Lazy Parallel Processing and Visualization of Large Data with ImgLib2, BigDataViewer, the N5-API, and Spark

We will do this workshop in Jupyter notebooks

In this workshop, we will learn how to use ImgLib2, BigDataViewer, the N5-API, and Apache Spark for lazy evaluation data processing workflows. We will draft all examples in interactive Jupyter notebooks. For this, we will need to create an environment that runs a Jupyter notebook server, a fast Java kernel, and a few other dependencies. If you don’t have conda installed yet, please do this now by following their installation instructions.

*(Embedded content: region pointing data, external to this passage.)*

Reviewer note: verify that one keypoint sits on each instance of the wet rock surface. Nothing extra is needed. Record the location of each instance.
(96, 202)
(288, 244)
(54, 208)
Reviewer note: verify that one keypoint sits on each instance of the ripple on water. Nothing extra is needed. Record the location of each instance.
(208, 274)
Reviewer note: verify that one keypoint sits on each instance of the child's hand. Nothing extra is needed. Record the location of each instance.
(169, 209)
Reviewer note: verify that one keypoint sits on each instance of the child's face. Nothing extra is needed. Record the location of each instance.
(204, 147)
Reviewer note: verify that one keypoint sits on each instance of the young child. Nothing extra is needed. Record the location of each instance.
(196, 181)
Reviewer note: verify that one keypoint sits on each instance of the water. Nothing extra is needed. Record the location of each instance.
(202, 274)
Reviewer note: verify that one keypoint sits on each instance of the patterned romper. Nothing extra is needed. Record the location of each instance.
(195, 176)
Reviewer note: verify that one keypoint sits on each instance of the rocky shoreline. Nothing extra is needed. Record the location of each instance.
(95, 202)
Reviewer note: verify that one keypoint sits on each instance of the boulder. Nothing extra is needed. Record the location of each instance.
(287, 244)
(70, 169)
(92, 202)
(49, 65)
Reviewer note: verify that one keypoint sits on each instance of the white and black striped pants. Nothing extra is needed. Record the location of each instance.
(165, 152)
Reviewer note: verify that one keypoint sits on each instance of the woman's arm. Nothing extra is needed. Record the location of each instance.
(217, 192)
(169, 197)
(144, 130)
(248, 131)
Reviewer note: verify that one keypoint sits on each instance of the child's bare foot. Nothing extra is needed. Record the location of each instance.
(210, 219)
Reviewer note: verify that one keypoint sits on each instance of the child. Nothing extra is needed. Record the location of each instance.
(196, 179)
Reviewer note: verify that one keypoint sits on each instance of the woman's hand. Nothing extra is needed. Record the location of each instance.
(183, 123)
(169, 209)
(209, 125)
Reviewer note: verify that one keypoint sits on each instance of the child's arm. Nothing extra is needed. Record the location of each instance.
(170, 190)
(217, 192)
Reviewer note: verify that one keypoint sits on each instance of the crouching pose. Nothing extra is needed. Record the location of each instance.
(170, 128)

Now, we can create an environment:

conda create -c conda-forge -n i2k2024-lazy python=3

and activate it:

conda activate i2k2024-lazy

Now, let’s install the Blosc compression library, the IJava Jupyter kernel, and a modern version of OpenJDK:

conda install conda-forge::python-blosc
conda install conda-forge::ijava
conda install conda-forge::openjdk

Now, checkout the repository with the code example for our workshop:

git clone https://github.com/saalfeldlab/i2k2024-lazy-workshop

This repository includes the notebooks for our workshop and renders them into a web-blog using the Quarto publishing system. For our workshop, it is not important to run Quarto, but you may find it exciting to use the same structure for your own experiments. You will find the notebooks as posts in the repository:

cd i2k2024-lazy-workshop/posts

Here, please start your Jupyter notebook server and let’s open the first example:

jupyter notebook

PS: The IJava kernel uses Java’s JShell tool, so in a production environment, you can use JShell and Maven to execute your code. For that, you will have to declare the dependencies in a pom.xml file, and start JShell by:

mvn com.github.johnpoth:jshell-maven-plugin:1.3:run